An article by Lennie Jarratt, project manager for education reform at The Heartland Institute points out that Illinois is among 13 states and the District of Columbia which have adopted the Next Generation standards.
The Journal article states that:
“While publicly billed as the result of a state-led process, the new science standards rely on a framework developed by the Washington, D.C.-based National Research Council. That is the research arm of the National Academy of Sciences that works closely with the federal government on most scientific matters.
All of the National Research Council’s work around global warming proceeds from the initial premise of its 2011 report, “America’s Climate Choices” which states that “climate change is already occurring, is based largely on human activities, and is supported by multiple lines of scientific evidence.” From the council’s perspective, the science of climate change has already been settled. Not surprisingly, global climate change is one of the disciplinary core ideas embedded in the Next Generation of Science Standards, making it required learning for students in grade, middle and high school.”
James Taylor, senior fellow for environment and energy policy at The Heartland Institute explains it further:
“The common thread is from kindergarten all the way through high school graduation. They are pushing one side of the scientific discussion. They are pushing an alarmist agenda that says humans are the major cause of global warming without giving any context about the fact that the warming is not very significant, the temperatures are abnormally cool rather than warm right now, and the fact that natural factors play a major role and probably a dominant role in recent climate change, recent global warming.”
Common Core was imposed upon our schools, not by legislative action or the vote of local school systems, or after soliciting parental input, but by the unilateral action of the Illinois State Board of Education.
Common Core is a set of math, English and now science standards developed largely with Gates Foundation money and pushed by the Obama administration.
The standards define what every schoolchild should learn each year, from first grade through twelfth, and the package includes teacher evaluations tied to federally funded tests designed to ensure that schools teach to Common Core.
While it may seem that this represents progress in education, a few things need to be pointed out:
- Common Core is not a “state-led initiative”. Implementation of Common Core was led by the National Governors Association (NGA) and the Council of Chief State School Officers (CCSSO), both of which are private, DC-based lobbying groups, which accepted grants from the Gates Foundation and other private organizations for purposes of developing the program.
- Common Core was pitched to the states by the Obama administration by conditioning eligibility for Race to the Top funding and waivers from No Child Left Behind on adoption of the initiative.
- The final Common Core standards were adopted on June 2, 2010. Illinois adopted the standards on June 24, 2010 for implementation in the 2013-2014 school year, without public hearings or legislative oversight.
- Perhaps most troubling, the U.S. Department of Education is using Common Core Standards and the assessments as vehicles to mandate the construction of massive state student databases. The Department has also gutted federal student-privacy law to allow greater sharing of student data with other government agencies and private entities. Partnering with the Department of Labor, the Department seeks to build a data system that allows tracking of individual students from preschool through the workforce.
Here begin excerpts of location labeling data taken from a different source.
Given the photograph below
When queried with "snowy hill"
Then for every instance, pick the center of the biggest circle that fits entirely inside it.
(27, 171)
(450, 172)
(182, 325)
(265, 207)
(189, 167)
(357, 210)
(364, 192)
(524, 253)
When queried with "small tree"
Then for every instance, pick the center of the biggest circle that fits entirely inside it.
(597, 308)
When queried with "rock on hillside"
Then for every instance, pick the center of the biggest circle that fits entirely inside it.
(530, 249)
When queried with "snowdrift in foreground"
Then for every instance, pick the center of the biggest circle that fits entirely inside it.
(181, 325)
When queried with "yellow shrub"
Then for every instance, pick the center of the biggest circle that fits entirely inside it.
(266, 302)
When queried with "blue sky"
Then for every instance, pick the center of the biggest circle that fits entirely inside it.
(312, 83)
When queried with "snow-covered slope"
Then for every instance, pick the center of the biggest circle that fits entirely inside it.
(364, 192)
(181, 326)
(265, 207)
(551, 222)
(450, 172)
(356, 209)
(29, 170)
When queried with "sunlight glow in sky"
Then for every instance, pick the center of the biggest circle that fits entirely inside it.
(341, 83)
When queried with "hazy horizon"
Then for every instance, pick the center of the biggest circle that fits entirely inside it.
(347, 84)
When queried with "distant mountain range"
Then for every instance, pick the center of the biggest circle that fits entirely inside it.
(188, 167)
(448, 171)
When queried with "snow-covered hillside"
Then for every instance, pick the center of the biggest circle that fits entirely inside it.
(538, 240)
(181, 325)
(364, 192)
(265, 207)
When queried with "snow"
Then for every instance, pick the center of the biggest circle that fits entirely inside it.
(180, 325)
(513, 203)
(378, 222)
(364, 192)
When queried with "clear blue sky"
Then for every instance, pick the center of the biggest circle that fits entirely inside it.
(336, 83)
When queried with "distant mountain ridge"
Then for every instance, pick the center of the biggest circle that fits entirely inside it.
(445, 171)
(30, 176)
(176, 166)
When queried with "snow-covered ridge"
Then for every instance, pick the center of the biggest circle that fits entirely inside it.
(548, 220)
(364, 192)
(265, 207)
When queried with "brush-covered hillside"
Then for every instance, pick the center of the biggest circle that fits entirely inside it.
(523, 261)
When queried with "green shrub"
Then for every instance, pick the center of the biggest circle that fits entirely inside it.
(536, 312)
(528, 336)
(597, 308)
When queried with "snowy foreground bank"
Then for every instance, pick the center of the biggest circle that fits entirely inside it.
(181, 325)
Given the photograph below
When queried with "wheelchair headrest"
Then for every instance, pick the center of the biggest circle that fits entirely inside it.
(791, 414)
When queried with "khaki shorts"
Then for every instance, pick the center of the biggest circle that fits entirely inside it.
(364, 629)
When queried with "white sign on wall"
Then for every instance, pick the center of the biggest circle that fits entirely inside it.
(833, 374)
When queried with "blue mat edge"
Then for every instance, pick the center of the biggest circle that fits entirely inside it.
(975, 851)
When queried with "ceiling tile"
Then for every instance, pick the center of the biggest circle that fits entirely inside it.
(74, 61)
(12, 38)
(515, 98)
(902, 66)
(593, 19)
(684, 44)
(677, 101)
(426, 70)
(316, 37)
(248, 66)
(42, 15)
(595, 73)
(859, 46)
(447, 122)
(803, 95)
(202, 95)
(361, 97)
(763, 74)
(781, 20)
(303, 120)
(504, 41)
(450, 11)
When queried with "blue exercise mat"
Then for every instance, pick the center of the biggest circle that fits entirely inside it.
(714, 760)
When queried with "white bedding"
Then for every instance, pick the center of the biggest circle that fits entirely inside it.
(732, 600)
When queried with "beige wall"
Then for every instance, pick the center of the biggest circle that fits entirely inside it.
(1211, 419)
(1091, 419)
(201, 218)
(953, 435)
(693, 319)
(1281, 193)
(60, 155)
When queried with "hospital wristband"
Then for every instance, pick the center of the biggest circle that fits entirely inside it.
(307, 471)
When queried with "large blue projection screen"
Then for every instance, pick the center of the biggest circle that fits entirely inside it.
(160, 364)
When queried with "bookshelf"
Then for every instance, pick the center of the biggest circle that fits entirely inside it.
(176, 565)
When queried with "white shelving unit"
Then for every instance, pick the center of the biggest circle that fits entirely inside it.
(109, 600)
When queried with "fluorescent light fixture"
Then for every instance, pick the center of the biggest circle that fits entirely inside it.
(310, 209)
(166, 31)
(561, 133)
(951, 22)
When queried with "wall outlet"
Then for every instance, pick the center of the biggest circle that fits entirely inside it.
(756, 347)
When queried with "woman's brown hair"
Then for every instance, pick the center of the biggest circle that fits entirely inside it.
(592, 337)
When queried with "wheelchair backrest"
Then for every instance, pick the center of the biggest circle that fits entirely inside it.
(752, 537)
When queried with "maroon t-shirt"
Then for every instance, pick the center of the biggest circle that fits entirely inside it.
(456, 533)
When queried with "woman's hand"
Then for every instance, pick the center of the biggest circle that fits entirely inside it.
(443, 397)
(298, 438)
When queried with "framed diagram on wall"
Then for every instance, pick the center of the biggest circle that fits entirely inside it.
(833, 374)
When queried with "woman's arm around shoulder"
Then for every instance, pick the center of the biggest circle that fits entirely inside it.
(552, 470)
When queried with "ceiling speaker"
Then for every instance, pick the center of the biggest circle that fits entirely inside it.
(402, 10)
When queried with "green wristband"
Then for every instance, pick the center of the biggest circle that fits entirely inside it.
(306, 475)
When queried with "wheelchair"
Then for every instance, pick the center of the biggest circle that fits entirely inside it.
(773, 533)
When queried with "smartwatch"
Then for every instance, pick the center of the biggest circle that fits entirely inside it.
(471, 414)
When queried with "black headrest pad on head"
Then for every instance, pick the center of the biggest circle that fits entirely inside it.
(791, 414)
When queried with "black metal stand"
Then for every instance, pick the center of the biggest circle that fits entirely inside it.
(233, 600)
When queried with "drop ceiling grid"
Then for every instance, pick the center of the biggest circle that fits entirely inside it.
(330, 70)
Nothing in the Constitution gives the Federal government any authority over education, and that was done for a reason. It was understood that parents and local schools were best suited to determine the educational needs of their own children.
No one will argue that the state of education in our government schools is abysmal, and that changes need to be made. But imposing a national curriculum upon a crumbling system is like looking for your car keys at night under a street lamp because the light’s better.